600 Kilogramm Kokain in Deutschland sichergestellt

Das Kokain befand sich in Containern
Die deutsche Polizei hat Anfang April rund 600 Kilogramm Kokain in einem Seecontainer in Bremerhaven beschlagnahmt. Das berichtete das Nachrichtenmagazin "Der Spiegel" am Freitag in Berufung auf die Polizei. Zoll und Drogenfahnder hätten nach monatelangen Ermittlungen das Kokain-Gemisch in dem Seecontainer aus Peru am Hafen gefunden. Neun Haftbefehle seien erteilt worden. Zu den Beschuldigten gehören auch Hafenmitarbeiter.

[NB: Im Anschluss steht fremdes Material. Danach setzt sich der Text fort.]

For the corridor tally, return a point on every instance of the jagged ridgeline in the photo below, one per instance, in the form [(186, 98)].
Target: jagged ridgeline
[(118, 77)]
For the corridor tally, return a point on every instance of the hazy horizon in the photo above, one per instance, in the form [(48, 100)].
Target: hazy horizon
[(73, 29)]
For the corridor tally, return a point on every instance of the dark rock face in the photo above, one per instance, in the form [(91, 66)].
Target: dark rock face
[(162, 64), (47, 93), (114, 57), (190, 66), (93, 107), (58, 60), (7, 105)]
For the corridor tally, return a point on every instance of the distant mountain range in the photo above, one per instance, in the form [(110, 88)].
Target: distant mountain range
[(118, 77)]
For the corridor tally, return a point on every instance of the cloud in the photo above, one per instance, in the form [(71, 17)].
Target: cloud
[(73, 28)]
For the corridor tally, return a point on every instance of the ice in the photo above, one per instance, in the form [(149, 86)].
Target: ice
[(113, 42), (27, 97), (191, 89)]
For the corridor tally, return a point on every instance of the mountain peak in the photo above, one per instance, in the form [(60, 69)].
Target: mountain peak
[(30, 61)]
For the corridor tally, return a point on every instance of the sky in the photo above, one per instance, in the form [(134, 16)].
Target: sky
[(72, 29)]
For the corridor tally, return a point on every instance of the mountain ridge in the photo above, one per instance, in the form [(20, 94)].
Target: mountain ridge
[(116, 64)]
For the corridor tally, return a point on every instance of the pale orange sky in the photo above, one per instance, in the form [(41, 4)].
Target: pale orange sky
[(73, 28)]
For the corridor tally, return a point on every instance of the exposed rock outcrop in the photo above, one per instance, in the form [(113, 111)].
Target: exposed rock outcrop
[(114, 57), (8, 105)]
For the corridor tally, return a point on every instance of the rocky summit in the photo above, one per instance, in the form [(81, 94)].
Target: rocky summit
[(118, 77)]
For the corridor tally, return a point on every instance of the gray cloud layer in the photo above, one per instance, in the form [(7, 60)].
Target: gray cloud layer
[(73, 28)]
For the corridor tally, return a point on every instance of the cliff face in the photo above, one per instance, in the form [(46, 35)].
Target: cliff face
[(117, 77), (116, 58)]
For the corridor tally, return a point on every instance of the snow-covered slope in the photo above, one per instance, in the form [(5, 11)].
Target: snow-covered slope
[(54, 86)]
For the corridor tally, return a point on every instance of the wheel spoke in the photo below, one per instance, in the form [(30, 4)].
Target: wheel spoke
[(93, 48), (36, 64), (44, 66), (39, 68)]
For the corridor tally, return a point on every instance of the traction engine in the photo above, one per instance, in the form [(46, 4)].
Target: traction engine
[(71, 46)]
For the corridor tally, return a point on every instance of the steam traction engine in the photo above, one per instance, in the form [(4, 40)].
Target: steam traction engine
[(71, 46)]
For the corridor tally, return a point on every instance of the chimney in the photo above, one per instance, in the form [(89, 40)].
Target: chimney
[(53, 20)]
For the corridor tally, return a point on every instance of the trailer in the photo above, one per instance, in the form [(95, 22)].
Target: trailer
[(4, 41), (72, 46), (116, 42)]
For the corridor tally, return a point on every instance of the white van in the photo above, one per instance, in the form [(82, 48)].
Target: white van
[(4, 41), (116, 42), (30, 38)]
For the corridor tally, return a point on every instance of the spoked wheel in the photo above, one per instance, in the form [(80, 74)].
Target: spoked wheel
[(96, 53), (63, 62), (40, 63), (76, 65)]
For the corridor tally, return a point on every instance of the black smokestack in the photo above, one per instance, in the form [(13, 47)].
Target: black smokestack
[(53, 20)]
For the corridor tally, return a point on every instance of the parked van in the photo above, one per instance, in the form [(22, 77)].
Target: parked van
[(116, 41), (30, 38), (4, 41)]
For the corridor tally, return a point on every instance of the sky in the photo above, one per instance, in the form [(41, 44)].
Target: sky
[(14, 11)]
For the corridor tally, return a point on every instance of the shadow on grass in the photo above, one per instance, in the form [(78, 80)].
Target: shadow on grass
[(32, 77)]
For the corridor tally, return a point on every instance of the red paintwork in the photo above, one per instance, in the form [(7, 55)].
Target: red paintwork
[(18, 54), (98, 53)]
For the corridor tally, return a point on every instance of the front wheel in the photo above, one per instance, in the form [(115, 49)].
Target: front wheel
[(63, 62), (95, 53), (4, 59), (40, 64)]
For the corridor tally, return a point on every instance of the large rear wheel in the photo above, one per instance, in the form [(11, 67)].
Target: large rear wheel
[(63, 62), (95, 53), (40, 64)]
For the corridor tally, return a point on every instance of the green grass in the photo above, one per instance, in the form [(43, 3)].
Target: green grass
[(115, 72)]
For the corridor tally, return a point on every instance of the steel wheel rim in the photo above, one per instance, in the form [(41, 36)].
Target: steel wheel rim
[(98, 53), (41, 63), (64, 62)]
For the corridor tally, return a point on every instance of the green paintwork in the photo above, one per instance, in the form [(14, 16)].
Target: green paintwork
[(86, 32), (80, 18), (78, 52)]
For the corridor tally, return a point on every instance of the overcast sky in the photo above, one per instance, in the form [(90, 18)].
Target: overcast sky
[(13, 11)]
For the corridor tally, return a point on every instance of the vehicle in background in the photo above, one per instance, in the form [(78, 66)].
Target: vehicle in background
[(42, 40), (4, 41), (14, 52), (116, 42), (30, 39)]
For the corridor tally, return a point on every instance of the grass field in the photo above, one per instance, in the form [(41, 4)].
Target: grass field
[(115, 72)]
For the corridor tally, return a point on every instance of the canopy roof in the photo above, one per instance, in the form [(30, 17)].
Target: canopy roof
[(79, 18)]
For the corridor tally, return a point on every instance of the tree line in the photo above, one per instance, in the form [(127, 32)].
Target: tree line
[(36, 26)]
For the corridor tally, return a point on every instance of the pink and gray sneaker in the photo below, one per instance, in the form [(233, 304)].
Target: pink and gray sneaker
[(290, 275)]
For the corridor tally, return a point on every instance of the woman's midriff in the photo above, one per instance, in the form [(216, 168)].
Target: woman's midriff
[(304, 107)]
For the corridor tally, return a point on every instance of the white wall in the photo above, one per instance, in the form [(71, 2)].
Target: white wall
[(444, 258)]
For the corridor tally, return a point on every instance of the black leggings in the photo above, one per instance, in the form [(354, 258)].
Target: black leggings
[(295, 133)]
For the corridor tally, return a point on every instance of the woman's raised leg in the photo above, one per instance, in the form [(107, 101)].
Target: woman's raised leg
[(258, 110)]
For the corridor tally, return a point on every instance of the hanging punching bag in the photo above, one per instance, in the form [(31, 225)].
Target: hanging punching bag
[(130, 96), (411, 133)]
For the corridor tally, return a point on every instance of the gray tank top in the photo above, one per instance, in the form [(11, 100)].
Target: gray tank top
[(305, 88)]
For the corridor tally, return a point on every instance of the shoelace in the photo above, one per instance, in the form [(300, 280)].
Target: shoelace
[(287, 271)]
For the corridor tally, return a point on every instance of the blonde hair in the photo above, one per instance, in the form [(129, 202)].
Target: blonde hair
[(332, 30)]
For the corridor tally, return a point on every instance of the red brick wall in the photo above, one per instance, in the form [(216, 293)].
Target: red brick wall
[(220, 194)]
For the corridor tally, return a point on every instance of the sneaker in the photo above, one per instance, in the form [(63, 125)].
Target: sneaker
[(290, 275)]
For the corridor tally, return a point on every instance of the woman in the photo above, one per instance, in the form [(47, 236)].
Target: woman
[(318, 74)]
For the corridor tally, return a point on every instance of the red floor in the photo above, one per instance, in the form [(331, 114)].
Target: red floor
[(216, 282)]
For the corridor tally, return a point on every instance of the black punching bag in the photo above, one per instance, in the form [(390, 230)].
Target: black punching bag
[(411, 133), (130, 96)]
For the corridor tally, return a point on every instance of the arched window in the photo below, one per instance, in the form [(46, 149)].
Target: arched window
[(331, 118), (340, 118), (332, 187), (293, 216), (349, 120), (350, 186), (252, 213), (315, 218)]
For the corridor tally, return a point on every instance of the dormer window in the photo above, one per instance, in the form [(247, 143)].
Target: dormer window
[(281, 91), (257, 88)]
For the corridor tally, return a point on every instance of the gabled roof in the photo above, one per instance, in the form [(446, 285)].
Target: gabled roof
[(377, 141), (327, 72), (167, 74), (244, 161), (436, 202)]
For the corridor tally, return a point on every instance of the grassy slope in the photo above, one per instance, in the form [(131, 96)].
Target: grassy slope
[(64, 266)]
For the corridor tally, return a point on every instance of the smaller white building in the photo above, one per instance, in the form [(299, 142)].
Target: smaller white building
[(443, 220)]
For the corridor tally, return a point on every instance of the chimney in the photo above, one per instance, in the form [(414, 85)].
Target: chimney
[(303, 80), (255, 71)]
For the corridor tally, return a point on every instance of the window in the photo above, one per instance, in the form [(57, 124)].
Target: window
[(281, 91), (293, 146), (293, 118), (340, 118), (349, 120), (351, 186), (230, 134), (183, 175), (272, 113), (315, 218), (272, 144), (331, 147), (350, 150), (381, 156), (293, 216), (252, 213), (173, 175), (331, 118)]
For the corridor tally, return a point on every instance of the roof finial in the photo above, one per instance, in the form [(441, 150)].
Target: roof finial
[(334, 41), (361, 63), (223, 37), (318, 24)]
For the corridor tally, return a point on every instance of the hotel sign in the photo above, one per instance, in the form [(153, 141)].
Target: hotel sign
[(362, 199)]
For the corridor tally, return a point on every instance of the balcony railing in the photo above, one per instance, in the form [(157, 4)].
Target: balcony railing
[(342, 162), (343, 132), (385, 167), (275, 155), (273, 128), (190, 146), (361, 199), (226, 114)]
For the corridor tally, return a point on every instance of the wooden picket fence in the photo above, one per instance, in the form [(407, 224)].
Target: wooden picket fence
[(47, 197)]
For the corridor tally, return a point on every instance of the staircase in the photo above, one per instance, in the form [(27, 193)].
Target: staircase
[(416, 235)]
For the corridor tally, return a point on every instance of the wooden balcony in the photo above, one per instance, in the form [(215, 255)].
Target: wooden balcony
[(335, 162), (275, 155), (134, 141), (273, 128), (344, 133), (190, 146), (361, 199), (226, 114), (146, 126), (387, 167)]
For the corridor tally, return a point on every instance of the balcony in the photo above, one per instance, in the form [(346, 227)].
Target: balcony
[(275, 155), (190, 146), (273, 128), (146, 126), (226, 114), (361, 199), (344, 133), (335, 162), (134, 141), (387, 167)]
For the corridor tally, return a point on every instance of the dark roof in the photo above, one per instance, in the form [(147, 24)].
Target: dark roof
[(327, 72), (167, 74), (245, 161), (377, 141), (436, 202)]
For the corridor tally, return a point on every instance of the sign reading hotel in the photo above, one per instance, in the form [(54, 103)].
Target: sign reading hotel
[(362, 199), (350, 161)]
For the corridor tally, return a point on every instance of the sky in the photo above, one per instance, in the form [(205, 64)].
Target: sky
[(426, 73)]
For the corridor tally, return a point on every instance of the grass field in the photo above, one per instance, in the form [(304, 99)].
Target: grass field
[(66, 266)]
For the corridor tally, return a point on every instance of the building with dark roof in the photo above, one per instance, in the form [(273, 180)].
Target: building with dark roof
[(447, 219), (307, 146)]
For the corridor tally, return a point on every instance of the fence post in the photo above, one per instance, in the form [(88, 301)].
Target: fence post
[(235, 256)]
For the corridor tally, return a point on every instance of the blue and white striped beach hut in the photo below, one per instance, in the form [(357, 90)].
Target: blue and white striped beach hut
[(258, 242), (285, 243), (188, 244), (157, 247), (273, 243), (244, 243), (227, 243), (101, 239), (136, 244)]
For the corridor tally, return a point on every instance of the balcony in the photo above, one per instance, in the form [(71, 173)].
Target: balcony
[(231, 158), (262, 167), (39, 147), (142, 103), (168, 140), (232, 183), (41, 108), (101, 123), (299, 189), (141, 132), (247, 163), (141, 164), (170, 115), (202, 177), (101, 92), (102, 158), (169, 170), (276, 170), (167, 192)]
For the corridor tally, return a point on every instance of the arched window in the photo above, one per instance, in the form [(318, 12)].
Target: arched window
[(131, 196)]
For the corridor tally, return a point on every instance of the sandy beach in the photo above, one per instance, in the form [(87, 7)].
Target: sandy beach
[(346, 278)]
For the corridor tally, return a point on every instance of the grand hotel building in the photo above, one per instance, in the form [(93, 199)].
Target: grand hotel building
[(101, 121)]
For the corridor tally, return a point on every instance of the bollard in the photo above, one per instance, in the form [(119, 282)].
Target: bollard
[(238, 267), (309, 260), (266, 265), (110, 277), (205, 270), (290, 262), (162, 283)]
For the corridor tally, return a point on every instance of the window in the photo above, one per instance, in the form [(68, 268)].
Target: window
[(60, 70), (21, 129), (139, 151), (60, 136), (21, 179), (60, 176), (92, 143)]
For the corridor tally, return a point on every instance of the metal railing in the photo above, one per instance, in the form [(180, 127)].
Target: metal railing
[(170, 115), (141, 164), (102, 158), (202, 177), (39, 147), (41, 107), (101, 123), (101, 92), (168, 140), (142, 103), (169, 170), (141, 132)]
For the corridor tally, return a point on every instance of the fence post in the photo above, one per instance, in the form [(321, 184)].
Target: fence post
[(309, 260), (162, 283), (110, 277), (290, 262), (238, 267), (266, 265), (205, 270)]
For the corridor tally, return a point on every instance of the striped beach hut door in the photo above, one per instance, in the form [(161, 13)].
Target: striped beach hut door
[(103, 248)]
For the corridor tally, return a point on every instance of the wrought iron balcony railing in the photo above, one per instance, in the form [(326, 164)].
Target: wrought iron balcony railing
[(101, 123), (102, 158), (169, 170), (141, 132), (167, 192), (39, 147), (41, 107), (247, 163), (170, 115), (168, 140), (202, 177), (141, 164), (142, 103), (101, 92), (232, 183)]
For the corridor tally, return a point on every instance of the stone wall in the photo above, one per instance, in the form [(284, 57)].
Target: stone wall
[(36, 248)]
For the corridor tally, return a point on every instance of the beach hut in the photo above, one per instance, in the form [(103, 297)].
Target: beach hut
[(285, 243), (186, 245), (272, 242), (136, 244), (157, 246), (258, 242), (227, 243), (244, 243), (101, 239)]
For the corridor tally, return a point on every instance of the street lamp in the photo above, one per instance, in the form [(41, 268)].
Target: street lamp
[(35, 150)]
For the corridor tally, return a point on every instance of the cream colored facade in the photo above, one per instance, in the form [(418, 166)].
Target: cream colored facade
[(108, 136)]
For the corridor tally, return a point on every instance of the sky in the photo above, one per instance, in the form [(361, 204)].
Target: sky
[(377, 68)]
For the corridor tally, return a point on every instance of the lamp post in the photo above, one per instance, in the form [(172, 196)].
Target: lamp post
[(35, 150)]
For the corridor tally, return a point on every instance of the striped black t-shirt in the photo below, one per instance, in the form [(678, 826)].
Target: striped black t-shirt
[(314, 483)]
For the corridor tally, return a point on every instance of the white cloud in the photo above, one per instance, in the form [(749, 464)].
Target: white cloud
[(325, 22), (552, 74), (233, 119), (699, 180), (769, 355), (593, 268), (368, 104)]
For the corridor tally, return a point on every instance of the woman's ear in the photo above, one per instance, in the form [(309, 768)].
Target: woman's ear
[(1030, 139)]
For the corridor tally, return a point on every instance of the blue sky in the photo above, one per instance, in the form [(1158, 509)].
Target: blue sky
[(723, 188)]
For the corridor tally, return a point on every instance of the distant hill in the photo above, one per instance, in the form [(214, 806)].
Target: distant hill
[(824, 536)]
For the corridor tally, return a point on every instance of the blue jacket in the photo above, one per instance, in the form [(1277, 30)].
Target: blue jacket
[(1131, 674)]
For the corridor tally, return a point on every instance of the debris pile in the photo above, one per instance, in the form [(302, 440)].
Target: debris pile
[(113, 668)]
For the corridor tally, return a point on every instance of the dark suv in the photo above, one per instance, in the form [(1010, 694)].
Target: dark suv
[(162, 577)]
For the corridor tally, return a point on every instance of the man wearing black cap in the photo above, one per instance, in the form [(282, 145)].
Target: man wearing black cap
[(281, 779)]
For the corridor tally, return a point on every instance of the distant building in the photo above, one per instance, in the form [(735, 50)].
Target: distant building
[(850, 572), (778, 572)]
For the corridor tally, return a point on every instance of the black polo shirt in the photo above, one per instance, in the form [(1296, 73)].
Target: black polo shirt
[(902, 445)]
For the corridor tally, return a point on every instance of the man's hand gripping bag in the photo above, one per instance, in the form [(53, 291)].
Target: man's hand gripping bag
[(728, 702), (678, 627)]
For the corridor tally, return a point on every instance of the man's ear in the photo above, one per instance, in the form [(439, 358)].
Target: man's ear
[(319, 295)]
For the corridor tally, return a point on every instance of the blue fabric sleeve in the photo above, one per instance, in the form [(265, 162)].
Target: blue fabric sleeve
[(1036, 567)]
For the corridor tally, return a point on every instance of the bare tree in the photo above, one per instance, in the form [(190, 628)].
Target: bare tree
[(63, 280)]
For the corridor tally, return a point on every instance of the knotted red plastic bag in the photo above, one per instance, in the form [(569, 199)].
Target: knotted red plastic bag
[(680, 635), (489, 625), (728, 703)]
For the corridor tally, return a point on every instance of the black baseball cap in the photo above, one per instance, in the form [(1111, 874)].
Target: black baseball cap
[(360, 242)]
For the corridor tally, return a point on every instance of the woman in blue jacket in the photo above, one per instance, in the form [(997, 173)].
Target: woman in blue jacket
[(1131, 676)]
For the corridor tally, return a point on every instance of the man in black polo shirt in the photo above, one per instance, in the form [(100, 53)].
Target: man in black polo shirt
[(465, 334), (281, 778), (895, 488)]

Weitere Details über die neun Festgenommenen wurden nicht mitgeteilt - und auch nicht, was sich in dem Container offiziell befand. Die Drogenschmuggler hatten versucht, Hafenmitarbeiter für die Bergung und den Weitertransport des Kokains anzuwerben, wie ein Sprecher von Bremens SPD-Justizsenatorin Claudia Schilling am Freitag bekannt gab. Alle Versuche, die Ware aus dem Hafen zu bekommen, seien jedoch gescheitert, auch wegen der Bemühungen der Polizei.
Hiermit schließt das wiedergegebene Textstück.